- Oui, comme moi j'ai le droit d'épargner ce supplice à mes oreilles! répliqua Robur.
- Ingénieur Robur!... dit Uncle Prudent, qui venait d'apparaître sur la plate-forme.
- Président du Weldon-Institute ? »
Tous deux s'étaient avancés l'un vers l'autre. Ils se regardaient dans le blanc des yeux.
Puis, Robur, haussant les épaules :
« A bout de corde! » dit-il.
Tom Turner avait compris. Frycollin fut tiré de sa cabine.
Quels cris il poussa, lorsque le contremaître et un de ses camarades le saisirent et l'attachèrent dans une sorte de baille, à laquelle ils fixèrent solidement l'extrémité d'un câble!
C'était précisément un de ces câbles dont Uncle Prudent voulait faire l'usage que l'on sait.
Le Nègre avait cru d'abord qu'il allait être pendu... Non! Il ne devait être que suspendu.
En effet, ce câble fut déroulé au-dehors sur une longueur de cent pieds, et Frycollin se trouva balancé dans le vide.
Il pouvait crier à son aise maintenant. Mais, l'épouvante l'étreignant au larynx, il resta muet.
Uncle Prudent et Phil Evans avaient voulu s'opposer à cette exécution ils furent repoussés.
« C'est une infamie!... C'est une lâcheté! s'écria Uncle Prudent, qui était hors de lui.
- Vraiment! répondit Robur.
- C'est un abus de la force contre lequel je protesterai autrement que par des paroles!
- Protestez!
- Je me vengerai, ingénieur Robur!
- Vengez-vous, président du Weldon-Institute!
- Et de vous et des vôtres! »
Les gens de l'_Albatros_ s'étaient rapprochés dans des dispositions peu bienveillantes. Robur leur fit signe de s'éloigner.

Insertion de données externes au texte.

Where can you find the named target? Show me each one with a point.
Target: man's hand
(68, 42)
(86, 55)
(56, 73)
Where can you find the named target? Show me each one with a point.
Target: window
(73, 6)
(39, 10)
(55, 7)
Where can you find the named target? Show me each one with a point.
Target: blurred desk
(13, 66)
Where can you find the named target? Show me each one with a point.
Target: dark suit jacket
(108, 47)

« Oui!... De vous et des vôtres!.., reprit Uncle Prudent, que son collègue essayait en vain de calmer.
- Quand il vous plaira! répondit l'ingénieur.
- Et par tous les moyens possibles!
- Assez! dit alors Robur d'un ton menaçant, assez! Il y a d'autres câbles à bord! Taisez-vous, ou, sinon, tout comme le valet, le maître! »
Uncle Prudent se tut, non par crainte, mais parce qu'il fut pris d'une telle suffocation que Phil Evans dut l'emmener dans sa cabine.
Cependant, depuis une heure, le temps s'était singulièrement modifié. Il y avait des symptômes auxquels on ne pouvait se méprendre. Un orage menaçait. La saturation électrique de l'atmosphère était portée à un tel point que, vers deux heures et demie, Robur fut témoin d'un phénomène qu'il n'avait jamais observé.
Dans le nord, d'où venait l'orage, montaient des volutes de vapeurs quasi lumineuses, - ce qui était certainement dû à la variation de la charge électrique des diverses couches de nuages.
Le reflet de ces bandes faisait courir, à la surface de la mer, des myriades de lueurs, dont l'intensité devenait d'autant plus vive que le ciel commençait à s'assombrir.
L'_Albatros_ et le météore ne devaient pas tarder à se rencontrer, puisqu'ils allaient l'un au-devant de l'autre.
Et Frycollin? Eh bien, Frycollin était toujours à la remorque, - et remorque est le mot juste, car le câble faisait un angle assez ouvert avec l'appareil lancé à une vitesse de cent kilomètres, ce qui laissait la baille quelque peu en arrière.
Que l'on juge de son épouvante, lorsque les éclairs commencèrent à sillonner l'espace autour de lui, tandis que le tonnerre roulait ses éclats dans les profondeurs du ciel.
Tout le personnel du bord s'occupait à manœuvrer en vue de l'orage, soit pour s'élever plus haut que lui, soit pour le distancer en se lançant à travers les couches inférieures.
L'_Albatros_ se trouvait alors à sa hauteur moyenne -mille mètres environ, - quand éclata un coup de foudre d'une violence extrême. La rafale s'éleva soudain. En quelques secondes, les nuages en feu se précipitèrent sur l'aéronef.
Phil Evans vint alors intercéder en faveur de Frycollin et demander qu'on le ramenât à bord.
Mais Robur n'avait point attendu cette démarche. Ses ordres étaient donnés. Déjà on s'occupait de haler la corde sur la plate-forme, quand, tout à coup, il se fit un ralentissement inexplicable dans la rotation des hélices suspensives.